A chord of length 48 cm is at a distance of 7 cm from the centre of the circle. What is the length of the chord of the same circle which is at a distance of 15 cm from the centre of the circle?

40 cm

MP = PN = \(\frac{MN}{2}\) = \(\frac{48}{2}\) = 24 cm and

The distance from the center as d1 = 15 cm.

From the pyhtagoras theorem the radius r of the circle is

= r = √(\( {a }^{ 2} \) + \( {d1 }^{ 2} \))

= √(\( {24 }^{ 2} \) + \( {7 }^{ 2} \))

= \(\sqrt {625 }\)

= 25 cm.

For the unknown chord, let's denote half of its length as b, and the known distance from the center as d2 = 15 cm.

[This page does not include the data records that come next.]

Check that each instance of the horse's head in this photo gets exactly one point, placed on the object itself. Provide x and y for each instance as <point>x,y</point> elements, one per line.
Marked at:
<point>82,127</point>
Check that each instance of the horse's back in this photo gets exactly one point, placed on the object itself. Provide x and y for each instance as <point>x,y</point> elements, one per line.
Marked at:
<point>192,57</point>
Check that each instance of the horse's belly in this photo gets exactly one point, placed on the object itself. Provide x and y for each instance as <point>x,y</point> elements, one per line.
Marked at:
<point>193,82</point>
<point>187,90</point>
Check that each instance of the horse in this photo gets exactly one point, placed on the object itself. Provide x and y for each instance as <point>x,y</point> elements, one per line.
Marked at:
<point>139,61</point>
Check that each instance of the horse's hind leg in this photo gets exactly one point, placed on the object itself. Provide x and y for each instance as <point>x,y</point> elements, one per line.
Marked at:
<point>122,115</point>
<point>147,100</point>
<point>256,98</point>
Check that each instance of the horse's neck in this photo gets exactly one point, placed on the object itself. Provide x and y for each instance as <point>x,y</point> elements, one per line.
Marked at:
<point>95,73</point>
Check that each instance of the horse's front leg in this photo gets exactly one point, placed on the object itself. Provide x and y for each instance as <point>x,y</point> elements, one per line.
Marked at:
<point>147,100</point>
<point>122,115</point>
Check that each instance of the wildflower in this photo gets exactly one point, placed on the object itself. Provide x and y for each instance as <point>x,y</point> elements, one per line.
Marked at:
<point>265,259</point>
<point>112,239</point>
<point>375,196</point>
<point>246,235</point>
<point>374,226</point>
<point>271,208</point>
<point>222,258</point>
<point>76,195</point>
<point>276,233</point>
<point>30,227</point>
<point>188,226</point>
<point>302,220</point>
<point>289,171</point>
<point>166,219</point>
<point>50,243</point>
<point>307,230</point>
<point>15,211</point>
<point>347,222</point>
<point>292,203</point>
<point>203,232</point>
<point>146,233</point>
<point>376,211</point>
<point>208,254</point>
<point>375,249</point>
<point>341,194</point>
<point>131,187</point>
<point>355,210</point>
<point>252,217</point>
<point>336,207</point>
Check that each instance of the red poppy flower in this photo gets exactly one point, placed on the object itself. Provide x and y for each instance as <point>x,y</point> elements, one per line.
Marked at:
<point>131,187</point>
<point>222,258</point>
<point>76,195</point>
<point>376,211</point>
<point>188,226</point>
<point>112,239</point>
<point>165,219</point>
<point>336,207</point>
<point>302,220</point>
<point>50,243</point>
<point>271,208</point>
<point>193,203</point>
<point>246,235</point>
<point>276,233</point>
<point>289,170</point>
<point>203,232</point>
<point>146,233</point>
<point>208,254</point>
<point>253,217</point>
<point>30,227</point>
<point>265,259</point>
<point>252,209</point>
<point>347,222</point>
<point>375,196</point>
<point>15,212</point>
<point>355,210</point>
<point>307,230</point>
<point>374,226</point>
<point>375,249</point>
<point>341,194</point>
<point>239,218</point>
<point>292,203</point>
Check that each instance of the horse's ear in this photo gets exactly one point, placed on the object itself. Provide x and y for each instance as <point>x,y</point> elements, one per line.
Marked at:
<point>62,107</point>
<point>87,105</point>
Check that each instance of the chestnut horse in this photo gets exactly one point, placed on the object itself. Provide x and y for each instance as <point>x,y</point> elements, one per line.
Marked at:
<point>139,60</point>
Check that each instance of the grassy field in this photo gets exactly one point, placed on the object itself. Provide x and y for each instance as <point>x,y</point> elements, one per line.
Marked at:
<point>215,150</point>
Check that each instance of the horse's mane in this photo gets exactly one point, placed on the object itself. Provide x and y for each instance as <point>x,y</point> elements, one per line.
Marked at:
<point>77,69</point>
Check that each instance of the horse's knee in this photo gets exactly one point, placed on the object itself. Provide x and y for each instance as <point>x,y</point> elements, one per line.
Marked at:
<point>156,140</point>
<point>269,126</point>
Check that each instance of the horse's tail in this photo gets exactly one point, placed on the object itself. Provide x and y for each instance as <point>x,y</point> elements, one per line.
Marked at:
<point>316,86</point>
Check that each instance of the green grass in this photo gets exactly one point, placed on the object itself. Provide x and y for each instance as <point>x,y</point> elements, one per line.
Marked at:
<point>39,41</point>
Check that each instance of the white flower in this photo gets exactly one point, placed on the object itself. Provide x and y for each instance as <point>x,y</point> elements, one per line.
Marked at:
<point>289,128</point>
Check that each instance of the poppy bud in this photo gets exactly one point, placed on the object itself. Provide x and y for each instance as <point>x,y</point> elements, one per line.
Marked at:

Again using the pythagoras theorem, we find \(\frac{x}{2}\) as,

= \(\frac{x}{2}\) = √(\( {r }^{ 2} \) + \( {d2 }^{ 2} \))

= √(\( {25 }^{ 2} \) - \( {15 }^{ 2} \))

= \(\sqrt {400 }\)

= 20 cm.

Full length of chord = 2 x 20 = 40 cm.

Therefore, the length of the chord of the same circle which is at a distance of 15 cm from the center of the circle is 40 cm.